The optima temperature of activity obtained for both, extracellular and intracellular invertases produced in SbmF, was similar of the value observed for invertase of A. ochraceus (11) and higher than observed for invertases of Bifidobacterium infantis (34), Aspergillus niger (14). But for the extracellular form produced in SSF, this value was similar of that obtained for enzyme of Fusarium solani (5). The enzymes were stable at 50°C, but the extracellular form was more stable than intracellular form. At 60°C, the extracellular enzyme produced in SSF was more stable than the extracellular enzyme produced in SbmF, with half-life (t50) of about 20 min (data not shown), higher than verified for Azotobacter chroococcum (8). The optimum pH for invertases produced in SbmF and SSF was in the range of 4.0-6.0. The range of pH of activity of 2.6-6.0 were reported for others microorganisms (4-5, 9, 14, 25).

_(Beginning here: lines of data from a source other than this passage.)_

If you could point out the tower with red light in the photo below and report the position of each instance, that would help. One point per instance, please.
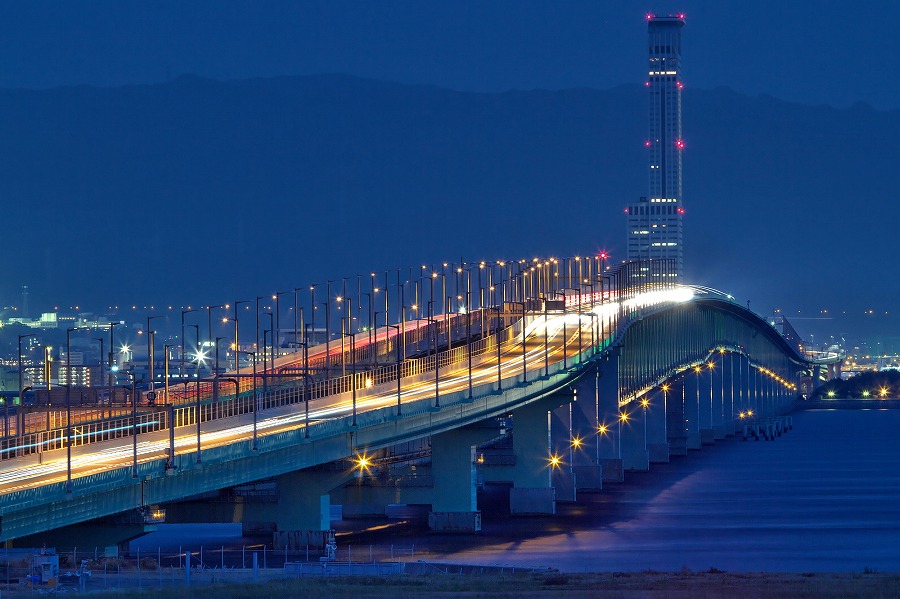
(655, 221)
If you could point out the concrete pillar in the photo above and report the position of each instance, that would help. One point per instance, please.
(454, 507)
(692, 409)
(705, 408)
(675, 429)
(634, 437)
(607, 447)
(575, 438)
(533, 490)
(304, 504)
(717, 383)
(657, 426)
(729, 399)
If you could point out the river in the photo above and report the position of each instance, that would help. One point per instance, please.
(825, 496)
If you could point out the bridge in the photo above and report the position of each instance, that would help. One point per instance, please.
(553, 384)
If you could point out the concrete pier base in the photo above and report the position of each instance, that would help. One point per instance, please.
(658, 453)
(534, 501)
(612, 470)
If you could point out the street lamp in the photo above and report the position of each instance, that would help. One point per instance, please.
(255, 399)
(69, 409)
(399, 364)
(623, 418)
(21, 399)
(524, 351)
(645, 403)
(437, 364)
(183, 344)
(209, 309)
(151, 358)
(276, 338)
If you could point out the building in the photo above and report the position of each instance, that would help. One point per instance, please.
(655, 221)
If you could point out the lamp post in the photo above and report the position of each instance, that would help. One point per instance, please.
(209, 309)
(102, 370)
(623, 418)
(255, 399)
(372, 345)
(276, 334)
(524, 352)
(271, 349)
(112, 363)
(166, 372)
(133, 423)
(499, 312)
(298, 314)
(469, 338)
(307, 379)
(399, 365)
(21, 384)
(216, 379)
(437, 364)
(69, 409)
(352, 364)
(237, 343)
(183, 344)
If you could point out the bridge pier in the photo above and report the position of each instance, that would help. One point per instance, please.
(692, 409)
(728, 398)
(609, 450)
(675, 419)
(533, 490)
(304, 503)
(717, 391)
(577, 442)
(634, 433)
(657, 427)
(454, 507)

In conclusion, Aspergillus caespistosus was a new good producer of invertases using agroindustrial residues and the best condition for production and secretion these enzymes was SSF with wheat bran moistened with SR salt solution (1:1, w/v), at 30°C, for 72h. The temperature of 30°C also was used for invertase production with A. niger under SSF using polyurethane foam as an inert support (23). Enzyme production using agroindustrial residues is very interesting and possibility the use of SSF, diminishing costs and enhancer the productivity. In addition, they showed elevated temperature of activity and good thermal stability, acting on the large range of pH. These properties are very attractive for biotechnological application in different sectors of food industries.